En l’absence, d’une forme de coordination / coopération de l’offre nationale, les paysagistes vont s’approvisionner à l’étranger (Italie, Belgique, Pays-Bas, etc.). Car ces pays possèdent des mécanismes de regroupement de l’offre. Et le phénomène, ne cesse de s’accentuer au détriment des producteurs français qui perdent des parts de marché.
En France, le marché, en tant que système d’échange où se confronte l’offre et la demande, ne peut être réellement effectif qu’à proximité du lieu de production ; où physiquement les produits disponibles sont visibles. Et même si consommer local est très en vogue, actuellement, hors de la proximité des grandes agglomérations, la plupart des marchés locaux ne sont pas suffisants pour faire vivre correctement les producteurs.
Or rapprocher une offre et une demande, est précisément l’une des missions au cœur d’une Marketplace ! La Marketplace serait, en effet, un levier puissant au service de la transformation digitale des producteurs. Car, elle permet de regrouper sur un seul espace de transaction homogène les catalogues électroniques de centaines de sources et les régir par des processus unifiés.

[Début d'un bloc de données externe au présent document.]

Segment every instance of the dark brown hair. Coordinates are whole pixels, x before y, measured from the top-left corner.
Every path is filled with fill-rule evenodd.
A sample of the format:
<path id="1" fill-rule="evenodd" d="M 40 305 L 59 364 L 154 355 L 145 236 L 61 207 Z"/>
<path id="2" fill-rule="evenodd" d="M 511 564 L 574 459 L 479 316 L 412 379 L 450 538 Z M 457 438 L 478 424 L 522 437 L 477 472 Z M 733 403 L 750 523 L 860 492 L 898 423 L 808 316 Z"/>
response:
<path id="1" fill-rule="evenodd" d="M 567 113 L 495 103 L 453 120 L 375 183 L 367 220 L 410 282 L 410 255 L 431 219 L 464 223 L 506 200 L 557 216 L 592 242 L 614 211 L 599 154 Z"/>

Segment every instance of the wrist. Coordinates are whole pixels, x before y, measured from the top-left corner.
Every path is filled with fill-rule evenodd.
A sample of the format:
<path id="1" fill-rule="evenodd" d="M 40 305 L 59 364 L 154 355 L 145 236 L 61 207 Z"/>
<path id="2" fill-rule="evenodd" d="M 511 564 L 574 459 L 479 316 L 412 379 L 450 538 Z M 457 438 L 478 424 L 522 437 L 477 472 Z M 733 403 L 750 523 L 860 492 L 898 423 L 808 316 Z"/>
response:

Dans le modèle Marketplace, c’est le producteur qui vend directement son produit. Et le client a une vue globale sur l’offre. De plus, les marchés les plus propices au développement d’une Marketplace présentent 4 caractéristiques qui sont consubstantielles du monde horticole :
1. Marchés peu organisés et atomisés en amont comme en aval = potentiellement beaucoup de vendeurs (3600 producteurs) et beaucoup de clients (en particuliers les 29.000 paysagistes, les 35.353 communes, etc.)
2. Un nombre de références très important : le règne végétal !
3. Caractère artisanal des métiers – les principaux acteurs n’ont pas de capacité à massifier leurs achats et ne sont pas adhérent à des centrales d’achat = faible capacité de négociation des prix.
4. Secteur économique avec un faible niveau de coopération / connexion inter-entreprises
Une Marketplace qui relierait directement les producteurs et leurs acheteurs BtoB (paysagistes, collectivités, autres producteurs, etc.) permettrait de créer un vaste écosystème où l’offre et la demande pourraient se rencontrer.
La Marketplace serait juste la plateforme de désintermédiation au sein de laquelle s’effectue les transactions en prenant une commission sur chaque vente. Le producteur y reprend donc le pouvoir… Et leur investissement de base pour commercialiser sur la Marketplace est modique.
Un des modèles possible pourrait-être le suivant, mais il y en a bien d’autres :
Le marché du végétal s’y prête particulièrement bien car ce marché est très atomisé avec des centaines de milliers de références. Le succès de ManoMano (https://www.manomano.fr/) dans le bricolage doit interroger car ils ont su fédérer des dizaines de petits distributeurs / fabricants !
Notons que l’interprofession s’est emparée de ce sujet à travers deux initiatives : http://www.vegestock.com/ et https://www.floriscope.io/ qui permettent de localiser chez quels producteurs français sont les stocks.
Mais ces initiatives sont pour le moment limitées (40 producteurs inscrits sur 3600), incomplètes, consensuelles (pour ne froisser personne), non marchandes et non contraignantes. Elles mériteraient que des acteurs privés du secteur s’en emparent. Pour faire croître la communauté et entamer une réflexion holistique qui rendrait ces plateformes incontournables : logistique, centrale de paiement, assurance, outils de gestion et de productivité, etc. Comme dans tout écosystème, les datas, leur partage et leur circulation seront au cœur de la réussite.